Spring is here! Well at least officially. We had a sunny spring day and decided it was definitely Rosé season. Rosé is one of those wines that people equate with warm weather and sunshine. We hope that both of those things are coming your way.

Rosé wines are one of those wines that can be confusing. Is it a red wine or a white wine? The answer is yes, well sort of.

Rosé wines can be made with red or white varietals. It all comes down to the grape skins because that is where the color of wine is located. There are two general methods of making Rosé wine. One is maceration and the other is method is called saignéeing.

Maceration is when the grapes are pressed and sit in their skins. It is also the most common method. When making Red wine the juice and skins are fermented together throughout the fermentation process. This gives the most time to release the lovely red colors we associate with red wine.

Saignee method is really a part of the red wine making process. During the fermentation of a red wine about 10% of the juice is pumped out and into its own storage vessel.  This process leaves a higher ratio of skin contact on the remaining juice, making the resulting red wine richer and bolder.

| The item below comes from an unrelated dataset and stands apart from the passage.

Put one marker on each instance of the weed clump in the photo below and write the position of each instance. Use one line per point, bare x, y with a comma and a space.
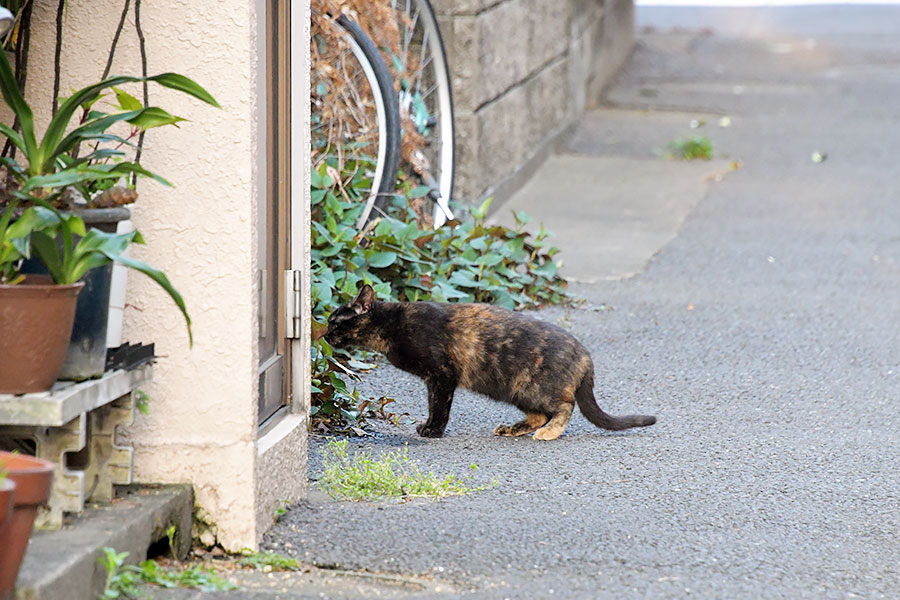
393, 475
698, 147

Macerated Roses’ sit with their skins for a short period of time and then the juice is separated from the skins before it gets too dark.  Here at Alexandria Nicole we generally let the macerated grapes and skins sit for about 12 hours but  as our winemakers say “It really depends upon the grape varietal we are using and what flavors we are going for in that vintage.”  I guess that is where the magic happens, in their decisions.